In The Story of English in 100 Words, David Crystal explores how words have evolved from times past and how they fall in and out of favour. Loaf is still in vogue but this is not so with all the associations that have been attached to it.
When we think of loaf the first thing that comes to mind is a loaf of bread. From this connection with food we get a connection with money as in breadwinner and we get the connection with our state of mind, knowing on which side ones bread is buttered on and level of achievement, the best things since sliced bread.
Continuing on down through the ages and we have different kinds such as white loaf and brown loaf, loaf tin and lately mini-loaf; today there is the meat-loaf and so on it goes.
“But nobody could have predicted the 20th century use of loaf in Cockney rhyming slang. The popular sounding loaf of bread replacing head. It soon reduced to simply loaf, especially in the phrase: Use your loaf, meaning ‘use your common sense’ “, writes David Crystal.
To top off our discussion we find that one usage had loaf of bread replacing dead. “You can find it in Auden and Isherwood’s play The Dog beneath the Skin (III.iii.123): Oh how I cried when Alice died, The day we were to be wed! We never had our Roasted Duck, And now she’s a Loaf of Bread.”

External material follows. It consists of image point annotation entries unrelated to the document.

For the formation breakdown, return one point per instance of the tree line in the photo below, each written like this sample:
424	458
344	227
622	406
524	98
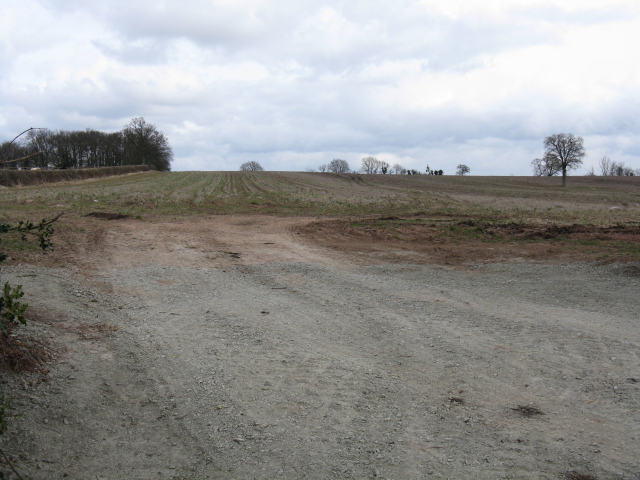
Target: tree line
372	166
138	143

In the new year we will continue to post stories about how the use of words relating to dying and death have been around for centuries. That we tend to shy away from using the D-word does us no good. We will continue to ‘expose’ all manner of D-words ‘going forward’ as the jargon would have it. Suffice to say that in doing a spot of research for this post we came across many images for coffin bread as it is called in many Asian countries. Another subject to explore in coming months.